Abstract
Introduction
Studies designed to use large canine models and translate the results to human practice must take into account the ex vivo and in vitro differences in the bone marrow derived stem cells(MSCs) and their response to a covalently bound growth factor.
Methods
We analyze the activity of transforming growth factor-β1 (TGF-β1) covalently immobilized on microcarriers either by 1-ethyl-3-(3-dimethylaminopropyl) carbodiimide/N-hydroxysuccinimide (EDC/NHS) or riboflavin/UV (RB/UV) light-mediated cross-linking. Collagen microcarriers cross-linked with TGF-β1 were used for chondrogenic differentiation of human or canine mesenchymal stem cells. Evaluation methods included cell viability test, chondrogenic marker expression (aggrecan and collagen type I and type II), histological detection of proteoglycans, and immunohistochemical analysis.
Results
Cross-linking strengthened the collagen structure of the microcarriers and reduced collagenase-mediated degradation.
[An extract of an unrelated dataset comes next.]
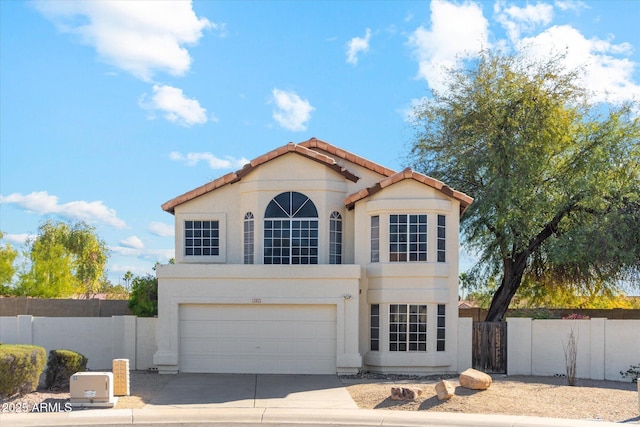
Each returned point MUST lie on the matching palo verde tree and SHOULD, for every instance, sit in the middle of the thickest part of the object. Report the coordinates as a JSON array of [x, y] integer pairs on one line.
[[555, 178], [64, 259]]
Chondrogenic differentiation of MSCs was induced by TGF-β1 cross-linked on microcarriers, promoting gene expression and protein accumulation of aggrecan and collagen type I and type II, as well as proteoglycans. Cross-linking by RB/UV enhanced chondrogenesis more than any other group. In addition, cross-linking reduced scaffold shrinkage exerted by MSCs during chondrogenesis, a desirable feature for microcarriers if used as tissue defect filler.
Conclusion
Cross-linking of TGF-β1 to collagen microcarriers supported chondrogenesis. Current veterinary clinical trial will show if such approach will lead a step closer to development of a cost-effective and locally acting device for cell-based therapy.